How to Use DeNovoGUI for Protein Identification — Step-by-StepDeNovoGUI is a user-friendly graphical interface that brings together several de novo peptide sequencing engines (such as PepNovo+, Novor, and DirecTag) and mass-spectrometry data processing tools. It simplifies the process of identifying peptide sequences directly from tandem mass spectrometry (MS/MS) spectra without relying on a protein sequence database, which is especially useful for studying novel proteins, post-translational modifications, unexpected variants, or organisms with incomplete genomic information. This step-by-step guide walks you through preparing your data, configuring DeNovoGUI, running de novo sequencing, validating results, and integrating findings into downstream protein identification workflows.
Overview: When and why to use de novo sequencing
De novo sequencing reconstructs peptide sequences from fragment ion spectra alone. Use it when:
- The organism’s proteome is not available or incomplete.
- You suspect novel peptides, sequence variants, or rapid evolution.
- You need to identify unexpected post-translational modifications (PTMs) not present in standard databases.
- You want complementary evidence alongside database search results.
Advantages: detects novel sequences, uncovers modifications and variants, no reliance on databases. Limitations: lower confidence than database searches for complex spectra; requires high-quality MS/MS data.
1. Install and prepare DeNovoGUI
- Download the latest DeNovoGUI release for your OS from the official distribution (DeNovoGUI is typically distributed as a Java application). Ensure you have a compatible Java Runtime Environment (JRE) — Java 8 or later is commonly required.

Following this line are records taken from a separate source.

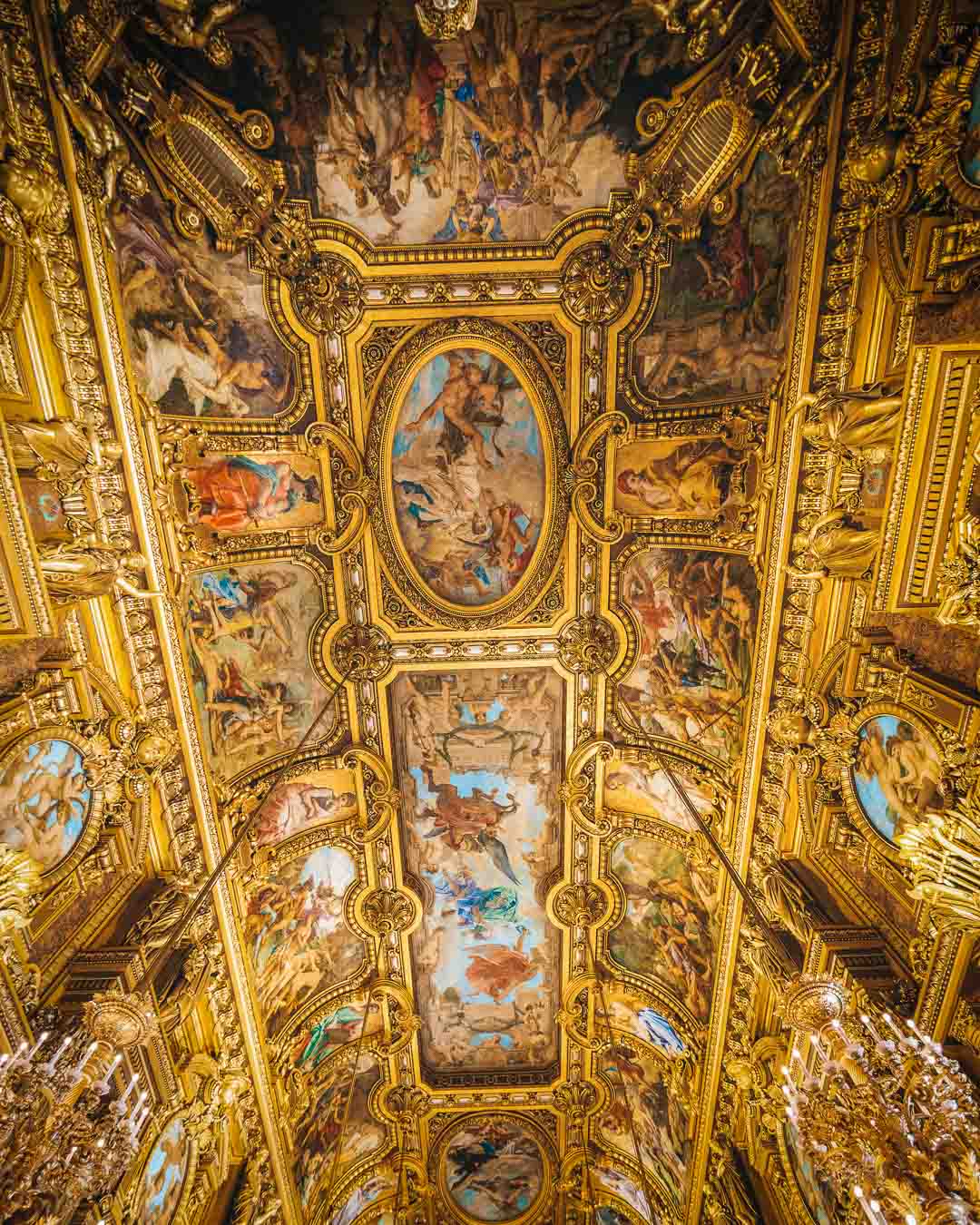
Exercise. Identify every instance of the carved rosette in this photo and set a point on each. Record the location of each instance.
(445, 20)
(361, 653)
(386, 912)
(812, 1002)
(595, 290)
(581, 906)
(122, 1021)
(407, 1104)
(328, 296)
(587, 644)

- Unpack the archive (if applicable) and launch the DeNovoGUI executable (or run the JAR with
java -jar DeNovoGUI.jar
). - Verify included engines: check that PepNovo+, Novor, DirecTag, or other available plugins are present and configured. Some engines are distributed separately and might require placement in a specific plugins folder or configuration through the GUI.
Notes:
- Keep a record of the exact versions of DeNovoGUI and each engine for reproducibility.
- If Novor or other engines require a license, ensure you have one.

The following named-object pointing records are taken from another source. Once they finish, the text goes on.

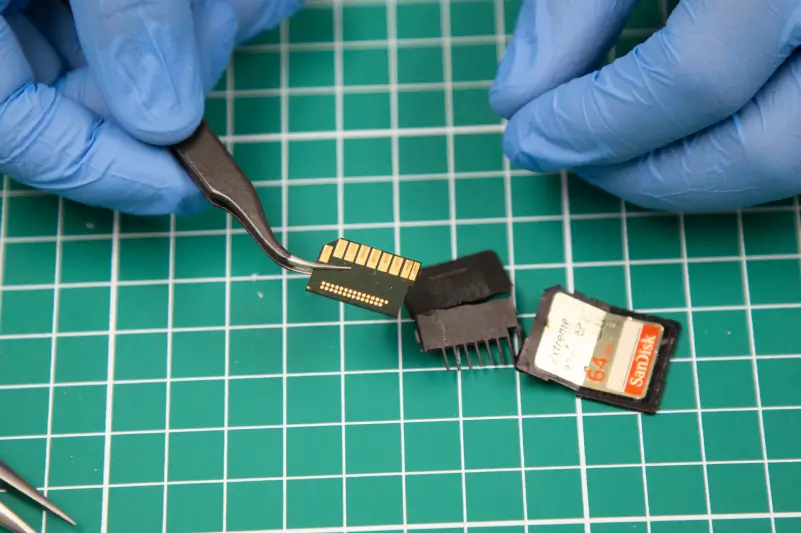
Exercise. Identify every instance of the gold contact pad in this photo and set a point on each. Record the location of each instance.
(353, 295)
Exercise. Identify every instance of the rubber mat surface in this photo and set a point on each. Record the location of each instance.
(161, 375)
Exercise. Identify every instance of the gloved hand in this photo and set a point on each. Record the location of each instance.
(87, 103)
(705, 115)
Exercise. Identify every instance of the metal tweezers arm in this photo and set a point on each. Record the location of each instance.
(225, 185)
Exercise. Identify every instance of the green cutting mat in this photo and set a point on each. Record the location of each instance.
(162, 375)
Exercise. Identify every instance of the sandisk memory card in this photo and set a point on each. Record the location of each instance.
(604, 353)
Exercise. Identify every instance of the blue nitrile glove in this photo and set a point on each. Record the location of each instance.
(705, 115)
(86, 104)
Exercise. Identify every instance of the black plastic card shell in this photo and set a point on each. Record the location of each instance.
(663, 352)
(458, 306)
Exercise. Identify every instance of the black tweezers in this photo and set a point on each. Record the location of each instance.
(211, 166)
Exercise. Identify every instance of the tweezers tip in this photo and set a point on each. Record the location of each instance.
(307, 267)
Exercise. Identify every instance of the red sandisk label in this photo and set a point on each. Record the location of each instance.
(643, 360)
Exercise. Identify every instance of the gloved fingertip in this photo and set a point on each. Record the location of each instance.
(523, 147)
(144, 57)
(216, 26)
(164, 121)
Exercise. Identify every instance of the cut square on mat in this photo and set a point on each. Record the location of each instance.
(363, 439)
(37, 353)
(434, 498)
(554, 494)
(365, 66)
(255, 453)
(726, 482)
(254, 505)
(196, 456)
(314, 451)
(328, 503)
(368, 158)
(78, 359)
(364, 22)
(374, 501)
(550, 441)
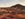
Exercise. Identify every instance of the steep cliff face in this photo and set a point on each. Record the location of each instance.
(14, 12)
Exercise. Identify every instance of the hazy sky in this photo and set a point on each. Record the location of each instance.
(8, 3)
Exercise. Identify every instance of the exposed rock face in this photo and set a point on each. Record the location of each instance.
(14, 12)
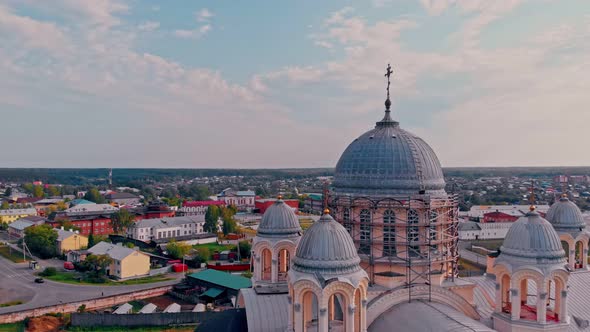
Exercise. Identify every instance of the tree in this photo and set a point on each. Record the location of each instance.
(121, 220)
(38, 192)
(177, 249)
(211, 217)
(42, 240)
(94, 195)
(91, 242)
(245, 249)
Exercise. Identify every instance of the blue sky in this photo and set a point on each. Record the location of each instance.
(115, 83)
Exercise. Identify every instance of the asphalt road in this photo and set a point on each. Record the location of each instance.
(17, 283)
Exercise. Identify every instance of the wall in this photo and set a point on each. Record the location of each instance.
(136, 264)
(93, 304)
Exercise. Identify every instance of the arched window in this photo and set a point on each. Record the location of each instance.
(365, 233)
(432, 229)
(413, 233)
(388, 233)
(346, 220)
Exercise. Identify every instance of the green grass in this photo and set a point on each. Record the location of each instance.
(15, 256)
(70, 278)
(215, 247)
(125, 329)
(11, 303)
(13, 327)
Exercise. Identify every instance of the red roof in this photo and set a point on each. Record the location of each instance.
(202, 203)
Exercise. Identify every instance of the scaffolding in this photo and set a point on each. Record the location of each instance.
(416, 234)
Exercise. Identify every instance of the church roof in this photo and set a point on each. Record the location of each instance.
(326, 248)
(279, 220)
(565, 215)
(532, 238)
(421, 315)
(388, 160)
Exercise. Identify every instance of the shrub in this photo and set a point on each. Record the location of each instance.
(49, 271)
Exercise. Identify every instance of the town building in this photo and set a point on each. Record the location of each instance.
(313, 203)
(478, 211)
(261, 205)
(122, 198)
(127, 263)
(243, 200)
(68, 240)
(198, 208)
(166, 228)
(11, 215)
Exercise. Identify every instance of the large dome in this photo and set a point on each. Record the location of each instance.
(326, 248)
(564, 215)
(279, 220)
(532, 237)
(388, 160)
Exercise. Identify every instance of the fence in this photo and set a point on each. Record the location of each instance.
(155, 319)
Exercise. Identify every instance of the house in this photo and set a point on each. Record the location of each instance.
(197, 208)
(10, 215)
(127, 263)
(17, 228)
(217, 284)
(243, 200)
(70, 240)
(262, 204)
(166, 228)
(122, 198)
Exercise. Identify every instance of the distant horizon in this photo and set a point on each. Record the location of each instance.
(209, 83)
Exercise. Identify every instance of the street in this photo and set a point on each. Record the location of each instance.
(17, 283)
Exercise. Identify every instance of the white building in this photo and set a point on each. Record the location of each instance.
(242, 200)
(477, 211)
(483, 231)
(166, 228)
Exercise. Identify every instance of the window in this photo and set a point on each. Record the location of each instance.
(413, 233)
(432, 230)
(346, 220)
(365, 234)
(388, 233)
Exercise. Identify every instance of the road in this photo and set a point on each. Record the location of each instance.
(17, 283)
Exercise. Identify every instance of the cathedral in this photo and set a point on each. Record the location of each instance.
(384, 255)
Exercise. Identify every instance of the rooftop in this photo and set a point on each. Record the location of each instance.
(222, 279)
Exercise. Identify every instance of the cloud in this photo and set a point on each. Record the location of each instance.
(203, 15)
(196, 33)
(149, 26)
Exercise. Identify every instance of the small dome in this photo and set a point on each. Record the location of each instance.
(279, 220)
(327, 248)
(532, 237)
(388, 160)
(565, 215)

2. Prepare your MS/MS data
High-quality input improves de novo accuracy.
File formats:
- Use centroided MS/MS peak lists such as MGF, mzML, or mzXML. DeNovoGUI supports common formats; convert raw vendor files if necessary (e.g., with ProteoWizard’s msConvert).
- Ensure MS/MS spectra are centroided; de novo performance suffers with profile-mode data.

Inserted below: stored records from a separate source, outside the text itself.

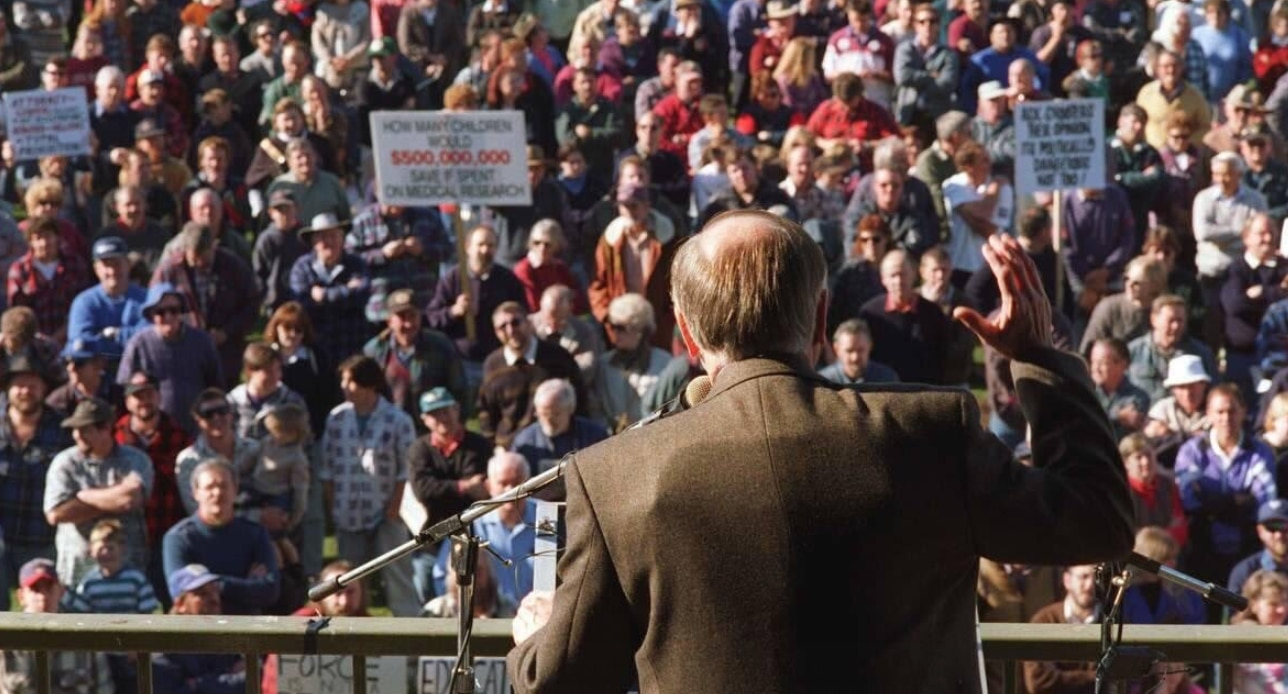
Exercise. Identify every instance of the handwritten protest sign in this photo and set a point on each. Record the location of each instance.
(1059, 146)
(334, 675)
(41, 122)
(434, 674)
(477, 157)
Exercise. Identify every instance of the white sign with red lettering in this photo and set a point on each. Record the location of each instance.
(433, 157)
(43, 124)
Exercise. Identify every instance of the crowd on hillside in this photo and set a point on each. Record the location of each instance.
(220, 347)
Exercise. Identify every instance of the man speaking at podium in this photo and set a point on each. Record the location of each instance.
(791, 534)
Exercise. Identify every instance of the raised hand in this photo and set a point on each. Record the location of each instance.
(1024, 319)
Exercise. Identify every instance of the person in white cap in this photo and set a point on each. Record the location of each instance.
(1181, 412)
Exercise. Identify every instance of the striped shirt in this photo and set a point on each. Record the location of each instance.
(125, 592)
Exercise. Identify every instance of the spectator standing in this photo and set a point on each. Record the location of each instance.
(93, 480)
(363, 473)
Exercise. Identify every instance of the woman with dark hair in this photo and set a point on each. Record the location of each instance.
(861, 277)
(290, 331)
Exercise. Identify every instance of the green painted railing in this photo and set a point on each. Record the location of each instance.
(374, 636)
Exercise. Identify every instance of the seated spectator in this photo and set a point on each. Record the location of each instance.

Preprocessing recommendations:
- Remove low-quality spectra (e.g., low total ion current or few peaks).
- Apply peak filtering to remove noise and reduce the number of peaks per spectrum (e.g., keep top N peaks per window).
- Consider deisotoping and charge-state deconvolution if supported by your pipeline.
- Calibrate masses or apply mass error corrections if systematic shifts are suspected.
Metadata:
- Ensure precursor m/z, charge state, and instrument type are correctly recorded in the file header.
3. Configure DeNovoGUI project and parameters
- Create a new project and add your MS/MS input files (MGF, mzML, mzXML).
- Select which de novo engines to run. Running multiple engines increases coverage and allows consensus scoring.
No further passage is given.